The good part was that everyone was able to take precautions right away to prevent further transmission. The unlucky part was that I got a breakthrough infection. I was about six months after my vaccine. I had to go into isolation, had symptoms. So I actually lost my sense of taste and smell. It is a very strange virus, unlike others I’ve experienced. I was very fatigued, had some low-grade fever, and had to isolate for 10 days. Fortunately, mostly recovered, a month or so later. And fortunately, I was able to take precautions and not transmit the virus to other people around me.

SHANOOR SEERVAI: It’s very scary. And particularly, you know, I look back to how many times over the past 18 months I’ve asked you for advice, and even taking all the precautions you did, you still found yourself in a situation in which you got a breakthrough infection.

ERIC SCHNEIDER: Yeah, I just saw a good study on this recently that what’s called the secondary attack rate, the likelihood that a person will infect other people around them, even when everyone’s vaccinated, seems to be about one out of four will have a breakthrough infection. So it’s something we’re going to see. As we have really opened up, people are out in restaurants, dining, traveling. It’s likely over this wintertime that we’re going to see a surge, nothing like what we saw probably a year ago, but I don’t think the virus is done with us yet.

SHANOOR SEERVAI: So let’s shift now to where policy comes in. What can policymakers do to get more people to take the vaccine?

ERIC SCHNEIDER: I’ll start just by saying that one step we probably could have taken more aggressively early on was to engage the primary care community more directly in vaccination because clinicians are among the most trusted messengers. We’re taking lessons learned from the first phase of vaccination of adults. And I think those are being applied now to the pediatric population. And then many places are moving to mandates, and the Biden administration issued a regulation through the Occupational Safety and Health Administration, OSHA, requiring vaccination for people who are employed by companies with more than a hundred employees. That’s been challenged in court, as one would predict it would be, but the OSHA mandate for worker safety has stood the test of time in prior court challenges. So it does appear that mandates are very effective.

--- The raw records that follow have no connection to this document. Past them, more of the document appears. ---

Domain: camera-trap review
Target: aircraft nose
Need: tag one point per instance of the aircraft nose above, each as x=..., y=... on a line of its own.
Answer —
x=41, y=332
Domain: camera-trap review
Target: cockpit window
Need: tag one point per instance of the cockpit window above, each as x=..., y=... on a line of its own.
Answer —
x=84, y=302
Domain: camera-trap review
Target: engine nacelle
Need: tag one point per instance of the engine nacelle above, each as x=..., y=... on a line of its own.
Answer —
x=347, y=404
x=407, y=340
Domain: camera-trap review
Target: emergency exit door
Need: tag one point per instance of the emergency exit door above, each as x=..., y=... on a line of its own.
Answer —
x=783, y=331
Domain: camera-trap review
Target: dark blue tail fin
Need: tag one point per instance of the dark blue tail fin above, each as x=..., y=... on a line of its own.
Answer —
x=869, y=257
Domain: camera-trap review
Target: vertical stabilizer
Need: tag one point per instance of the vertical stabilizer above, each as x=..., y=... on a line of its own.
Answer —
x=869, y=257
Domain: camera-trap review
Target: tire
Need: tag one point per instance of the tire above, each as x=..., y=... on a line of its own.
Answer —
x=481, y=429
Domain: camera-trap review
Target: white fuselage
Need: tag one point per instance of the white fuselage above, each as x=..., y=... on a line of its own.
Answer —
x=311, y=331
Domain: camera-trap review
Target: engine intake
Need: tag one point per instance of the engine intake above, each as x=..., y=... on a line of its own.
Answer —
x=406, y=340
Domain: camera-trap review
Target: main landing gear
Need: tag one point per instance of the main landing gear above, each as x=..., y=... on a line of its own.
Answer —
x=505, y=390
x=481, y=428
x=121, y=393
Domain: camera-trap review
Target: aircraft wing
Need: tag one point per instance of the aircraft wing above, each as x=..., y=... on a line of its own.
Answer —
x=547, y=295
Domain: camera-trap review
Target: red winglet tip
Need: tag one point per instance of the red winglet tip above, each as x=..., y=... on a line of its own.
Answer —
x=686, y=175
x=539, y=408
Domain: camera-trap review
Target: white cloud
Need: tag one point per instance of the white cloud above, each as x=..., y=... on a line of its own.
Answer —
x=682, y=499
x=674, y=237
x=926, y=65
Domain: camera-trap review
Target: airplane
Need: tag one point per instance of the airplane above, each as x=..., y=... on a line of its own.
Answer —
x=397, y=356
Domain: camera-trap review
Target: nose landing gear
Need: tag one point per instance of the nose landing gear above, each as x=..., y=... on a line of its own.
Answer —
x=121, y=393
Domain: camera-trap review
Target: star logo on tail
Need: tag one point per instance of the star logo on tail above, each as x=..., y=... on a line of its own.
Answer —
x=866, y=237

ALISON GALVANI: Yeah, I agree. Given the plateauing vaccination rates, mandates are necessary to curtail the pandemic. Some people may not like mandates, but they are effective and necessary to save lives. I think we’ve become numb to the death toll, still over a thousand a day. I mean, that’s more deaths each and every day than Australia has had over the entire pandemic. Just because we’re done with COVID doesn’t mean that it’s done with us.

SHANOOR SEERVAI: Alison, do you have any sense of the impact of long COVID on vaccinated people?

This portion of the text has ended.